I want to impute missing values in German Credit Risk dataset.
df['Saving accounts'].value_counts(dropna=False)
output:
little 603
NaN 183
moderate 103
quite rich 63
rich 48
There is almost 20% of data missing, but this predictor seems to be one of the most powerful to predict the credit risk.
Let's see, how 'Risk' depends on 'Saving accounts'
field = 'Saving accounts'
unique = [np.NaN, 'little', 'moderate', 'quite rich', 'rich']
for acc in unique:
if pd.isna(acc):
slc = df[df[field].isna()]
else:
slc = df[df[field] == acc]field = 'Saving accounts'
unique = [np.NaN, 'little', 'moderate', 'quite rich', 'rich']
for acc in unique:
if pd.isna(acc):
slc = df[df[field].isna()]
else:
slc = df[df[field] == acc]
vc = slc['Risk'].value_counts()
print('{:<10} {}'.format(acc, np.round(vc['bad'] / (vc['good'] + vc['bad']), 4)))
output:
nan 0.1749
little 0.3599
moderate 0.3301
quite rich 0.1746
rich 0.125
Clearly, more money on account, less credit risk.
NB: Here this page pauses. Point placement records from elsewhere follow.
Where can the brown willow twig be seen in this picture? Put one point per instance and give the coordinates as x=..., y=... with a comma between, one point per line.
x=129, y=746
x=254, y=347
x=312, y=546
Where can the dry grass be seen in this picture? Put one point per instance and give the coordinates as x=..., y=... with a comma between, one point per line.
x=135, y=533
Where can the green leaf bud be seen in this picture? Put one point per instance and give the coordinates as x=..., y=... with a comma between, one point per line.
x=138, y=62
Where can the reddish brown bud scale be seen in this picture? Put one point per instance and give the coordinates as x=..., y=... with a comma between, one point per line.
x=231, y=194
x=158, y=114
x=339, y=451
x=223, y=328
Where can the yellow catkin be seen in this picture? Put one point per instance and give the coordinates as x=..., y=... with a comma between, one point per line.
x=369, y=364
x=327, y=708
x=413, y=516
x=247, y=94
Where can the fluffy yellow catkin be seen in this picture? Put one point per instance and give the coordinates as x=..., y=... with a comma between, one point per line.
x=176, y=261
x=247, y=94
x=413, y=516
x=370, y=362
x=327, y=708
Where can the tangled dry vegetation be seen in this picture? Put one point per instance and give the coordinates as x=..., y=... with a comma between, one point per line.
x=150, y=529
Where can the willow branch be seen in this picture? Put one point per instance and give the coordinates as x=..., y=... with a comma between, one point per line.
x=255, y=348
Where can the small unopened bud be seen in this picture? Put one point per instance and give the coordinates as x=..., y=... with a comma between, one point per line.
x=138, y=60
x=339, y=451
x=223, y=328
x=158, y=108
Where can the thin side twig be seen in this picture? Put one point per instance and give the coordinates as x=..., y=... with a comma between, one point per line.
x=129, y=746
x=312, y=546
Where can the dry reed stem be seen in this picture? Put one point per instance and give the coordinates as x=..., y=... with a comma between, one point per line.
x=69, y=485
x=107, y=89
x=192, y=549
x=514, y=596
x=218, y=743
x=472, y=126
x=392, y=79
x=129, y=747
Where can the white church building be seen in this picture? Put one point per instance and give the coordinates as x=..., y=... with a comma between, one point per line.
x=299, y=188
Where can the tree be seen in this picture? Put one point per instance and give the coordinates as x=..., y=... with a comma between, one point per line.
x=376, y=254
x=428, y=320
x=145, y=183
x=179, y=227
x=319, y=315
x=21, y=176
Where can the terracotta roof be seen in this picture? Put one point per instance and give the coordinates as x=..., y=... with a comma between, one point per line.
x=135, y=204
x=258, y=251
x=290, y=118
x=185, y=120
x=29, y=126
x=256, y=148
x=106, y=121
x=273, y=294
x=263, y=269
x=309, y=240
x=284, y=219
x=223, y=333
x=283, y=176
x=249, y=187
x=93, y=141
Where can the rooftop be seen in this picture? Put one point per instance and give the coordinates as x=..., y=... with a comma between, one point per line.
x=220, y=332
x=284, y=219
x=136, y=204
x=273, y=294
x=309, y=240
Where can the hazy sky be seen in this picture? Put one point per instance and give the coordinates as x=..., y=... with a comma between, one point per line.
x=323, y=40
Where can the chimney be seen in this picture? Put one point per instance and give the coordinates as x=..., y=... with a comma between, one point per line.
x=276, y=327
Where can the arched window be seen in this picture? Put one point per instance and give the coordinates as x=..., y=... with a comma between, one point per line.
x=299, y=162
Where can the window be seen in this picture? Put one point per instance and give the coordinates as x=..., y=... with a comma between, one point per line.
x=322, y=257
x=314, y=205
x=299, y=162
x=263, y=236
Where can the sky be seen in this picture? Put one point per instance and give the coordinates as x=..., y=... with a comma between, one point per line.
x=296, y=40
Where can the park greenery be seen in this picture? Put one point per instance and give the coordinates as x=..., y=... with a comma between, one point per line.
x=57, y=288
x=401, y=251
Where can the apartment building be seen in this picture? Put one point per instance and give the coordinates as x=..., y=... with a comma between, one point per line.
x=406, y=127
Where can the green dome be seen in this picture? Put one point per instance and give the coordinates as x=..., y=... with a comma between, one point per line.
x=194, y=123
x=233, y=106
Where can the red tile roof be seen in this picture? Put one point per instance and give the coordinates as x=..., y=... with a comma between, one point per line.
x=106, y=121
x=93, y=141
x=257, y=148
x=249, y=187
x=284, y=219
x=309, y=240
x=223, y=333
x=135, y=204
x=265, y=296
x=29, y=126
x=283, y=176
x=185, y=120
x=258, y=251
But how do I have to deal with NaN values? I can try to fill them by mode, and mode is 'little'. Also, I could suppose, that NaN value in that field means the absence of an account (and I can fill NaNs by 'little' or even 'absence')
But the ratio of failed credits if 'Saving accounts' is NaN which is 0.1749, and that is different from 0.3599 (if 'Saving accounts' is 'little') According to this ratio, I have to fill NaNs as 'quite rich'.
So the question is - could I fill in missing values based on the target variable?